Г.А.: Пять гобеленов – это около полугода или месяцев семь. Это считается очень быстро, потому что такие работы создаются гораздо дольше. Но я хотела успеть, поэтому приложила больше сил и времени. При этом я еще и работала в школе искусств.

- А в каком году Вы создали «Черкесских мадонн»?

Г.А.: В 2017 году. Это одна из моих последних работ. И, не смотря на все сопутствующие жизни процессы - работа, дом и всё прочее - сама себя заставляла находить время, хотела быстрее это сделать. Если бы я работала в нормальном обычном режиме, не торопясь, то потребовалось бы, как минимум, два года на их создание. Ну, может быть, из-за того что я так мобилизовалась, оно так быстро и получилось.

- Увидев Ваши гобелены, я расценила их как, в некотором роде, работы символизма. А Вы как их рассматриваете?

Г.А.: Прежде всего, надо очень хорошо понимать суть течения символизма в искусстве. Не могу сказать, что отлично разбираюсь в нём. Но, на мой взгляд, это не просто символизм. Это даже вовсе и не символизм. Конечно, любой орнамент – это символ чего-то. Но сколько функций, сколько значений нёс на себе сам орнамент, сколько элементов он нёс в себе, сегодня мы не можем знать это до конца.

Говоря о нашей культуре, хотелось бы сказать следующее. С таким трепетом, с таким вниманием через тысячелетия наши предки пронесли и сохранили хотя бы крупицу. Да! До нас дошли лишь крупицы, но хотя бы они сохранены. Наш язык, наша культура, наша история, наше Адыгэ Хабзэ дошли до нас. Хоть какие-то отголоски, но они есть! Но сейчас наблюдается стремительное проникновение европеизма во всё, что у нас есть, начиная с малого вплоть до взаимоотношений в семье, то же клиповое мышление у молодежи, которая не представляет теперь своей жизни без гаджетов, говорит только на русском языке даже дома в семье. И я не исключение. В этом есть какие-то объективные причины, наслаивающиеся на субъективные. Порой нет желания прикладывать какие-то усилия. Но это во мне такая боль внутри. Терять это просто не возможно! Нужно вкладывать всевозможные, любые усилия, чтобы как-то доносить до людей, до своего же народа, до своих же детей, насколько это ценно, насколько это богатство. Даже элементарно, когда сидишь и делаешь басонное плетение, удивляешься, как можно было придумать такое плетение с помощью каких-то петель и пальцев.

- А басонное плетение уникально только для адыгов? Или оно есть и у других народов?
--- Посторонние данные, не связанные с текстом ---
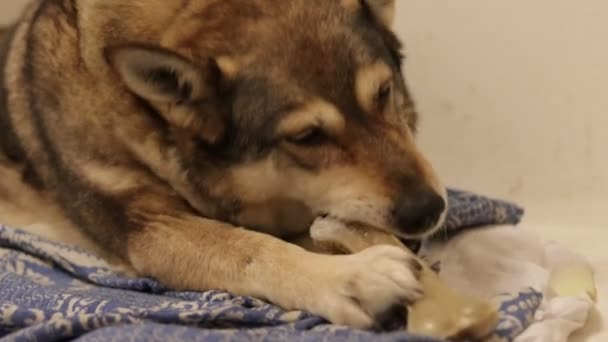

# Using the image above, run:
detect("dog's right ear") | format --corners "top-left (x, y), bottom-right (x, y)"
top-left (107, 46), bottom-right (227, 144)
top-left (107, 46), bottom-right (209, 105)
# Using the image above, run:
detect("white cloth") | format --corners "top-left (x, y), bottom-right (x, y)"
top-left (516, 296), bottom-right (593, 342)
top-left (422, 224), bottom-right (595, 342)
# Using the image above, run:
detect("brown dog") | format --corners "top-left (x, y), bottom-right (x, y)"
top-left (0, 0), bottom-right (446, 329)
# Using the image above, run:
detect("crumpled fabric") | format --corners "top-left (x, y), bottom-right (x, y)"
top-left (423, 225), bottom-right (596, 342)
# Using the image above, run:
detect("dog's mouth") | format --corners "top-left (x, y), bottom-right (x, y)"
top-left (314, 213), bottom-right (423, 253)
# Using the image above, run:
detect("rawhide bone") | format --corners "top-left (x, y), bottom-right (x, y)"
top-left (309, 217), bottom-right (499, 341)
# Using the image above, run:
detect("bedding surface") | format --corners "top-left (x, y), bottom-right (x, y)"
top-left (0, 190), bottom-right (533, 341)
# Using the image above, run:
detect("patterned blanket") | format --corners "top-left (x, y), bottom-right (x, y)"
top-left (0, 190), bottom-right (538, 342)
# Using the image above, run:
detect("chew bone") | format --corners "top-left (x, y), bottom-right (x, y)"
top-left (309, 218), bottom-right (499, 341)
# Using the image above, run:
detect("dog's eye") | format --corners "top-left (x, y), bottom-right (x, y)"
top-left (287, 127), bottom-right (327, 146)
top-left (376, 81), bottom-right (392, 108)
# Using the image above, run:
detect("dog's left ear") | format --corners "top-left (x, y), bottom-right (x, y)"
top-left (363, 0), bottom-right (395, 27)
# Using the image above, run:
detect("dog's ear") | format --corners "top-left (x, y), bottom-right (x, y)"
top-left (363, 0), bottom-right (395, 27)
top-left (107, 46), bottom-right (207, 104)
top-left (107, 46), bottom-right (227, 144)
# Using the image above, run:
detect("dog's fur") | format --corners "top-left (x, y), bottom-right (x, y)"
top-left (0, 0), bottom-right (446, 329)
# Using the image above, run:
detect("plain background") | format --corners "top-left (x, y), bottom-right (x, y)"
top-left (393, 1), bottom-right (608, 228)
top-left (1, 1), bottom-right (606, 340)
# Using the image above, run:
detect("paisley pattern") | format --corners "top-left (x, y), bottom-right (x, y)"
top-left (0, 189), bottom-right (536, 342)
top-left (488, 289), bottom-right (544, 342)
top-left (439, 188), bottom-right (525, 237)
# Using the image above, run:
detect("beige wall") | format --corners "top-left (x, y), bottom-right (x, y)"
top-left (394, 1), bottom-right (608, 226)
top-left (1, 1), bottom-right (605, 224)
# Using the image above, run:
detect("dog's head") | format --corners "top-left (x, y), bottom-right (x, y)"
top-left (104, 0), bottom-right (446, 239)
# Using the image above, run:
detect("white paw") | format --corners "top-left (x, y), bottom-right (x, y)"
top-left (313, 245), bottom-right (423, 329)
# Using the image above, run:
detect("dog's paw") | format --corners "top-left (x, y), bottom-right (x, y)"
top-left (314, 245), bottom-right (423, 330)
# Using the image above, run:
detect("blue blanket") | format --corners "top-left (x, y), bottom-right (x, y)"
top-left (0, 190), bottom-right (539, 342)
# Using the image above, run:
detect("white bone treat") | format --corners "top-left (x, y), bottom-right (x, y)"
top-left (308, 217), bottom-right (499, 341)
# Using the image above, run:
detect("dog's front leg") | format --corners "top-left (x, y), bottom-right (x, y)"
top-left (125, 197), bottom-right (423, 329)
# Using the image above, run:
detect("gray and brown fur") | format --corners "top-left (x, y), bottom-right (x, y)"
top-left (0, 0), bottom-right (446, 329)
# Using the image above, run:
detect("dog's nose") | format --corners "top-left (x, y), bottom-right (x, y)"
top-left (394, 185), bottom-right (446, 235)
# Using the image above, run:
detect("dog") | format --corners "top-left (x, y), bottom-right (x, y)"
top-left (0, 0), bottom-right (447, 329)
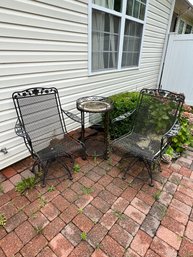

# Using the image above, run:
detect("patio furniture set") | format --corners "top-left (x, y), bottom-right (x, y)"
top-left (12, 87), bottom-right (185, 187)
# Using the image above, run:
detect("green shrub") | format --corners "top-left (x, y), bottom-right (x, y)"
top-left (170, 117), bottom-right (193, 153)
top-left (108, 91), bottom-right (140, 139)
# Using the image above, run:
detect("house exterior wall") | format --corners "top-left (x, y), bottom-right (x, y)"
top-left (0, 0), bottom-right (173, 169)
top-left (172, 0), bottom-right (193, 33)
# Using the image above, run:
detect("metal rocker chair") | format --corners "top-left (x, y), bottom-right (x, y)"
top-left (111, 88), bottom-right (185, 186)
top-left (12, 87), bottom-right (86, 187)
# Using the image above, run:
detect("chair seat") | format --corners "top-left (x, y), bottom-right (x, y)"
top-left (112, 132), bottom-right (162, 161)
top-left (37, 135), bottom-right (83, 161)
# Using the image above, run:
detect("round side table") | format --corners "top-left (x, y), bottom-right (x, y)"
top-left (76, 96), bottom-right (113, 159)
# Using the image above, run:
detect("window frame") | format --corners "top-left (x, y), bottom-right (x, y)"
top-left (176, 18), bottom-right (193, 34)
top-left (88, 0), bottom-right (149, 75)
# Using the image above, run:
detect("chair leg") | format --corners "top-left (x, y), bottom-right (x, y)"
top-left (122, 158), bottom-right (138, 180)
top-left (58, 155), bottom-right (74, 181)
top-left (143, 160), bottom-right (154, 187)
top-left (41, 161), bottom-right (49, 188)
top-left (31, 160), bottom-right (38, 173)
top-left (82, 147), bottom-right (87, 161)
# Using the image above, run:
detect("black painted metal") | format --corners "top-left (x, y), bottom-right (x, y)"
top-left (112, 88), bottom-right (185, 186)
top-left (12, 87), bottom-right (86, 187)
top-left (76, 96), bottom-right (113, 159)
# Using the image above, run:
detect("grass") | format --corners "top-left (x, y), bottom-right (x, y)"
top-left (170, 177), bottom-right (181, 185)
top-left (47, 185), bottom-right (55, 192)
top-left (38, 195), bottom-right (47, 208)
top-left (78, 208), bottom-right (83, 214)
top-left (81, 186), bottom-right (93, 195)
top-left (15, 176), bottom-right (36, 194)
top-left (80, 231), bottom-right (87, 241)
top-left (113, 210), bottom-right (125, 220)
top-left (0, 213), bottom-right (7, 227)
top-left (34, 225), bottom-right (44, 235)
top-left (73, 163), bottom-right (80, 174)
top-left (153, 190), bottom-right (161, 201)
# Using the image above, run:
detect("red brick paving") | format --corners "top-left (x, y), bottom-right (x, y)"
top-left (49, 233), bottom-right (73, 257)
top-left (21, 234), bottom-right (47, 257)
top-left (37, 246), bottom-right (57, 257)
top-left (2, 167), bottom-right (17, 178)
top-left (0, 232), bottom-right (22, 256)
top-left (156, 225), bottom-right (181, 250)
top-left (151, 236), bottom-right (177, 257)
top-left (185, 220), bottom-right (193, 241)
top-left (124, 205), bottom-right (146, 224)
top-left (131, 230), bottom-right (152, 256)
top-left (0, 146), bottom-right (193, 257)
top-left (73, 213), bottom-right (94, 233)
top-left (91, 249), bottom-right (108, 257)
top-left (100, 235), bottom-right (125, 257)
top-left (161, 215), bottom-right (185, 236)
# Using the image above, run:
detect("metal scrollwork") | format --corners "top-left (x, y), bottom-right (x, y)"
top-left (13, 87), bottom-right (56, 99)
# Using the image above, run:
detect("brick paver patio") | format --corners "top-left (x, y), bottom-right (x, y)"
top-left (0, 143), bottom-right (193, 256)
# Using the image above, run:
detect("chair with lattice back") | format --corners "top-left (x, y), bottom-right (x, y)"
top-left (12, 87), bottom-right (86, 187)
top-left (112, 88), bottom-right (185, 186)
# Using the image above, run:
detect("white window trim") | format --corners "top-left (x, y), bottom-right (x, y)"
top-left (88, 0), bottom-right (149, 75)
top-left (176, 18), bottom-right (193, 34)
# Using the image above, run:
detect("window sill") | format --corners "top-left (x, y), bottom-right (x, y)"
top-left (88, 66), bottom-right (140, 76)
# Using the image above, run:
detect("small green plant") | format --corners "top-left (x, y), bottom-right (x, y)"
top-left (15, 176), bottom-right (36, 194)
top-left (73, 163), bottom-right (80, 173)
top-left (78, 208), bottom-right (83, 214)
top-left (0, 214), bottom-right (7, 227)
top-left (39, 195), bottom-right (47, 208)
top-left (18, 206), bottom-right (25, 213)
top-left (80, 231), bottom-right (87, 241)
top-left (81, 186), bottom-right (93, 195)
top-left (153, 190), bottom-right (161, 201)
top-left (30, 212), bottom-right (37, 219)
top-left (95, 243), bottom-right (100, 249)
top-left (47, 185), bottom-right (55, 192)
top-left (170, 176), bottom-right (181, 185)
top-left (113, 210), bottom-right (125, 220)
top-left (34, 225), bottom-right (44, 235)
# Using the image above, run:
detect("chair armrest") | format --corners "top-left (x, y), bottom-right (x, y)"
top-left (15, 119), bottom-right (28, 138)
top-left (62, 110), bottom-right (81, 123)
top-left (161, 119), bottom-right (181, 150)
top-left (164, 119), bottom-right (181, 138)
top-left (112, 109), bottom-right (136, 123)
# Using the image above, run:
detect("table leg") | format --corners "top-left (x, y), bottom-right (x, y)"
top-left (80, 111), bottom-right (85, 143)
top-left (104, 112), bottom-right (110, 160)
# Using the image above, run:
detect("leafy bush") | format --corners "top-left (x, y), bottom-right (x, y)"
top-left (108, 91), bottom-right (139, 139)
top-left (170, 116), bottom-right (193, 153)
top-left (164, 105), bottom-right (193, 156)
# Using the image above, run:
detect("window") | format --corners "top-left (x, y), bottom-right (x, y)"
top-left (177, 19), bottom-right (193, 34)
top-left (185, 24), bottom-right (192, 34)
top-left (178, 20), bottom-right (185, 34)
top-left (90, 0), bottom-right (147, 73)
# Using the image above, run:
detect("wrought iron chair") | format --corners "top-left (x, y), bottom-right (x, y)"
top-left (111, 88), bottom-right (185, 186)
top-left (12, 87), bottom-right (86, 187)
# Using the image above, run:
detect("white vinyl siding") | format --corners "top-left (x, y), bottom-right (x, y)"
top-left (0, 0), bottom-right (173, 169)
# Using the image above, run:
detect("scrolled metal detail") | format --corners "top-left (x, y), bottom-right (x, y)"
top-left (141, 88), bottom-right (185, 102)
top-left (13, 87), bottom-right (56, 99)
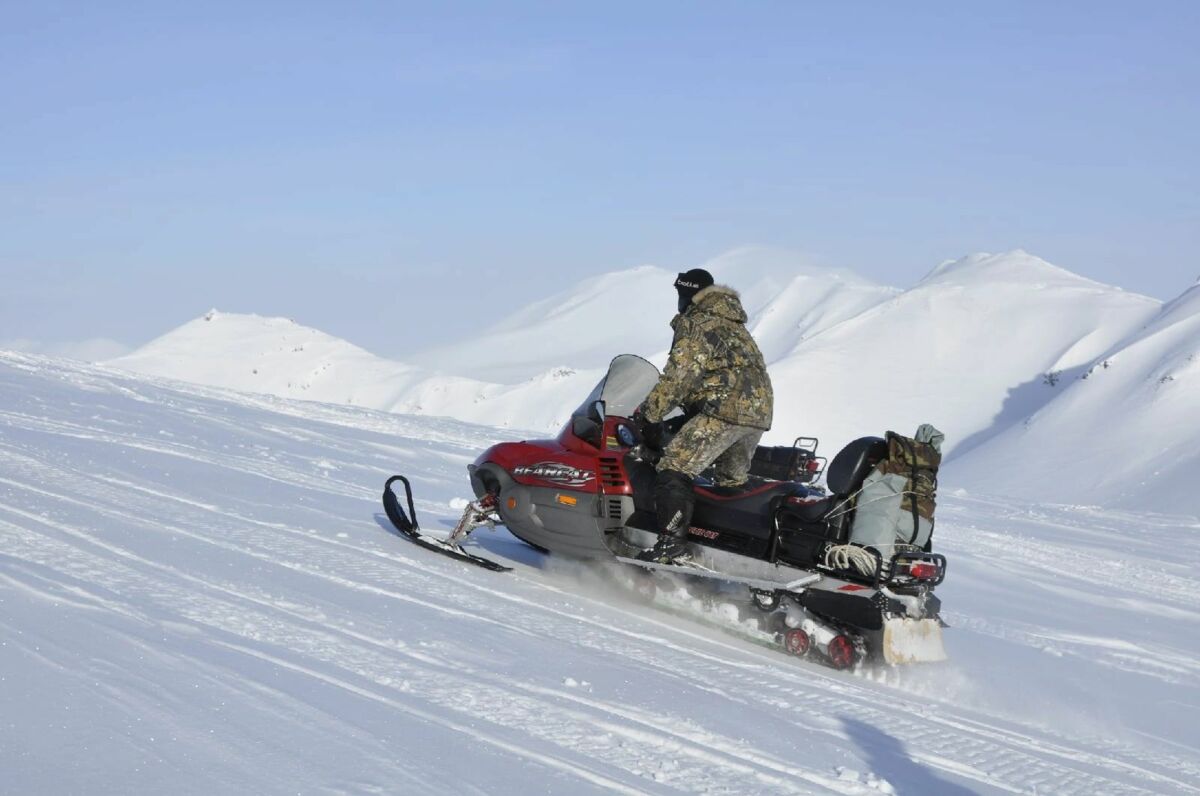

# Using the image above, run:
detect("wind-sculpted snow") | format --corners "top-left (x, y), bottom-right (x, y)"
top-left (2, 352), bottom-right (1199, 794)
top-left (103, 250), bottom-right (900, 432)
top-left (769, 250), bottom-right (1159, 461)
top-left (413, 249), bottom-right (899, 380)
top-left (953, 283), bottom-right (1200, 514)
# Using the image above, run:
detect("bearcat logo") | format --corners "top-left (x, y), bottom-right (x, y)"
top-left (513, 462), bottom-right (594, 487)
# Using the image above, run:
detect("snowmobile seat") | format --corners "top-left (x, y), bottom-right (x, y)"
top-left (782, 493), bottom-right (839, 521)
top-left (693, 475), bottom-right (807, 507)
top-left (826, 436), bottom-right (888, 496)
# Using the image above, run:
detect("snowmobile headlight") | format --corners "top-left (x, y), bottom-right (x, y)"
top-left (616, 423), bottom-right (636, 447)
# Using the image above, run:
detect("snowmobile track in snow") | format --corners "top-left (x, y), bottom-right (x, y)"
top-left (3, 353), bottom-right (1199, 795)
top-left (3, 465), bottom-right (1197, 795)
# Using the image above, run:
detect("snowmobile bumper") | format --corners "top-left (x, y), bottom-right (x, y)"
top-left (881, 616), bottom-right (947, 664)
top-left (470, 463), bottom-right (614, 559)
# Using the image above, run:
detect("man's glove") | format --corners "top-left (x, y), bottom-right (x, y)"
top-left (632, 410), bottom-right (665, 450)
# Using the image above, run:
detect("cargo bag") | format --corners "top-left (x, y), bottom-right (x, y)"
top-left (750, 437), bottom-right (820, 482)
top-left (847, 424), bottom-right (943, 557)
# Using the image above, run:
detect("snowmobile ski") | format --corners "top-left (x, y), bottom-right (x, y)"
top-left (382, 475), bottom-right (511, 572)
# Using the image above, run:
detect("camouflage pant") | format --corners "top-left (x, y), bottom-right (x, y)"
top-left (658, 414), bottom-right (764, 485)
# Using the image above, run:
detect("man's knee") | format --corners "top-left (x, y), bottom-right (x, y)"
top-left (711, 429), bottom-right (762, 486)
top-left (660, 417), bottom-right (733, 476)
top-left (658, 441), bottom-right (704, 478)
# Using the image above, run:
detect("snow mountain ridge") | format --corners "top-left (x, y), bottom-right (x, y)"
top-left (412, 246), bottom-right (900, 381)
top-left (100, 248), bottom-right (1198, 512)
top-left (767, 249), bottom-right (1162, 468)
top-left (110, 309), bottom-right (428, 408)
top-left (105, 247), bottom-right (904, 432)
top-left (107, 309), bottom-right (602, 432)
top-left (954, 279), bottom-right (1200, 514)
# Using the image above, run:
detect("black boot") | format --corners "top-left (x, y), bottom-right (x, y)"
top-left (638, 470), bottom-right (695, 564)
top-left (637, 534), bottom-right (691, 564)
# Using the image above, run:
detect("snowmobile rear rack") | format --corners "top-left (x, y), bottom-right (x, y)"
top-left (820, 546), bottom-right (947, 590)
top-left (750, 436), bottom-right (826, 484)
top-left (887, 551), bottom-right (947, 588)
top-left (382, 475), bottom-right (511, 572)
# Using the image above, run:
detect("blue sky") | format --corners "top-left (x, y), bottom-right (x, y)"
top-left (2, 1), bottom-right (1197, 356)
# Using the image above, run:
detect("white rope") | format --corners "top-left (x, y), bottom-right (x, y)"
top-left (822, 489), bottom-right (863, 522)
top-left (822, 477), bottom-right (929, 578)
top-left (824, 544), bottom-right (880, 577)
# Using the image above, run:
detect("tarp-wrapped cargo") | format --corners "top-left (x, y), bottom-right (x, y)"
top-left (847, 424), bottom-right (943, 556)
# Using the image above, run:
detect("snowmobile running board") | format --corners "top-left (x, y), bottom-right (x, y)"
top-left (382, 475), bottom-right (511, 573)
top-left (615, 556), bottom-right (822, 593)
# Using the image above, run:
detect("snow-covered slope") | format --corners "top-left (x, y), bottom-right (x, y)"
top-left (955, 280), bottom-right (1200, 514)
top-left (413, 247), bottom-right (898, 381)
top-left (109, 309), bottom-right (428, 408)
top-left (107, 310), bottom-right (594, 432)
top-left (104, 250), bottom-right (1172, 510)
top-left (103, 249), bottom-right (899, 433)
top-left (3, 351), bottom-right (1199, 794)
top-left (710, 247), bottom-right (901, 363)
top-left (113, 250), bottom-right (1152, 454)
top-left (411, 265), bottom-right (678, 383)
top-left (768, 251), bottom-right (1159, 458)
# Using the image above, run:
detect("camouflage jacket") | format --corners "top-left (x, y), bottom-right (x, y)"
top-left (640, 285), bottom-right (774, 430)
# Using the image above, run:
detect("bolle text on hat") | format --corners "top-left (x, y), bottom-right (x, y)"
top-left (673, 268), bottom-right (715, 312)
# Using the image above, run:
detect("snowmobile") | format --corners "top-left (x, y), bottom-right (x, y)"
top-left (383, 354), bottom-right (947, 668)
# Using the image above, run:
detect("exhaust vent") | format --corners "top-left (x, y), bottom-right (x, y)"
top-left (598, 457), bottom-right (625, 488)
top-left (604, 499), bottom-right (624, 528)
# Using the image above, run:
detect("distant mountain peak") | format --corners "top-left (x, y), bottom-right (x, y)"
top-left (919, 250), bottom-right (1091, 287)
top-left (701, 245), bottom-right (890, 290)
top-left (108, 310), bottom-right (384, 372)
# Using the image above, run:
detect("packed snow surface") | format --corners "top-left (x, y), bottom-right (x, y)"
top-left (3, 352), bottom-right (1198, 794)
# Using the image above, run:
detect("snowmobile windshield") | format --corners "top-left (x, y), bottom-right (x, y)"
top-left (572, 355), bottom-right (660, 420)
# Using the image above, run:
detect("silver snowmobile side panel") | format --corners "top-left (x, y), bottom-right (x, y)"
top-left (470, 462), bottom-right (614, 559)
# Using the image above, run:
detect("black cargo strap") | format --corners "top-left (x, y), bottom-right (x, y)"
top-left (894, 434), bottom-right (922, 546)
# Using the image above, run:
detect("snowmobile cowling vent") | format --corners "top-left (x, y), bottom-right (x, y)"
top-left (826, 437), bottom-right (888, 495)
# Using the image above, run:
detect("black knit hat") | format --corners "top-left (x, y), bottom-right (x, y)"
top-left (674, 268), bottom-right (714, 312)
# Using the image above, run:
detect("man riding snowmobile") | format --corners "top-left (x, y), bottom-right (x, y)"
top-left (634, 268), bottom-right (774, 564)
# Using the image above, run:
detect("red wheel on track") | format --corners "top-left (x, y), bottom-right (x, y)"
top-left (783, 628), bottom-right (811, 656)
top-left (826, 634), bottom-right (856, 669)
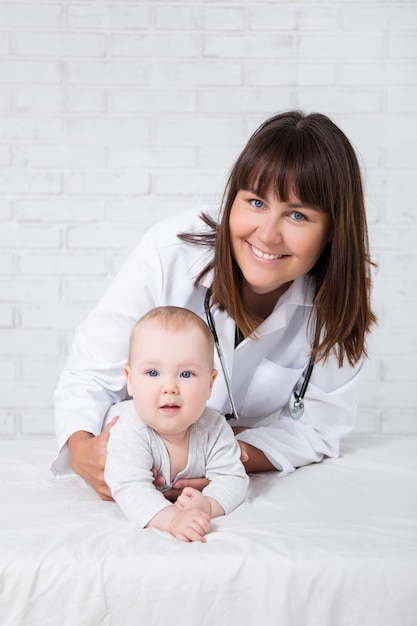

Г.А.: Честно, пока нигде не встречала. Впрочем, даже сам способ золотого шитья у адыгов отличается. Может быть, своей стилистикой, своей орнаментикой. Да и принципы тоже есть разные. Как раз у Иваноковой это хорошо прослеживается. Она даже где-то намекает, что, когда Мария Темрюковна стала женой Ивану Грозному, она приехала не одна, а в сопровождении своих вышивальщиц, подруг-мастериц, которые в царском дворе, делая это, приобщили к золотому шитью. Это было в 16 веке. В любом случае, какое-то влияние наши мастерицы оказали. До этого на Руси были вышивка бисером, вышивка жемчугом,

По сути, неважно кто первый начал. Сегодня важно сохранить это наследие, которое нам посчастливилось зацепить, еще увидеть хоть краем глаза. Иногда, смотря на подрастающее поколение, а они неплохие люди, это наши дети, мы их всех любим, я замечаю нежелание знать язык, знать историю и культуру своего народа. И это пугает, потому что мы продолжаемся в них, в наших детях. Если мы не вложим в них хотя бы крупицу, то к чему это приведет? Здесь важно от нас взрослых, насколько мы влияем на них, насколько мы доносим им, насколько мы показываем, насколько мы используем в быту. То есть, чтобы оно, наше наследие, использовалось в повседневности, хоть каким-то краем оно присутствовало. Сегодня все в евроремонтах, у многих нет даже места для небольшого панно с каким-то орнаментом, для какого-то предмета в национальном стиле. Искренне хочется, чтобы было как можно больше семей, где такое наследие берегут. В идеале, хорошо было бы, чтобы это были мы все, чтобы мы все берегли свою культуру.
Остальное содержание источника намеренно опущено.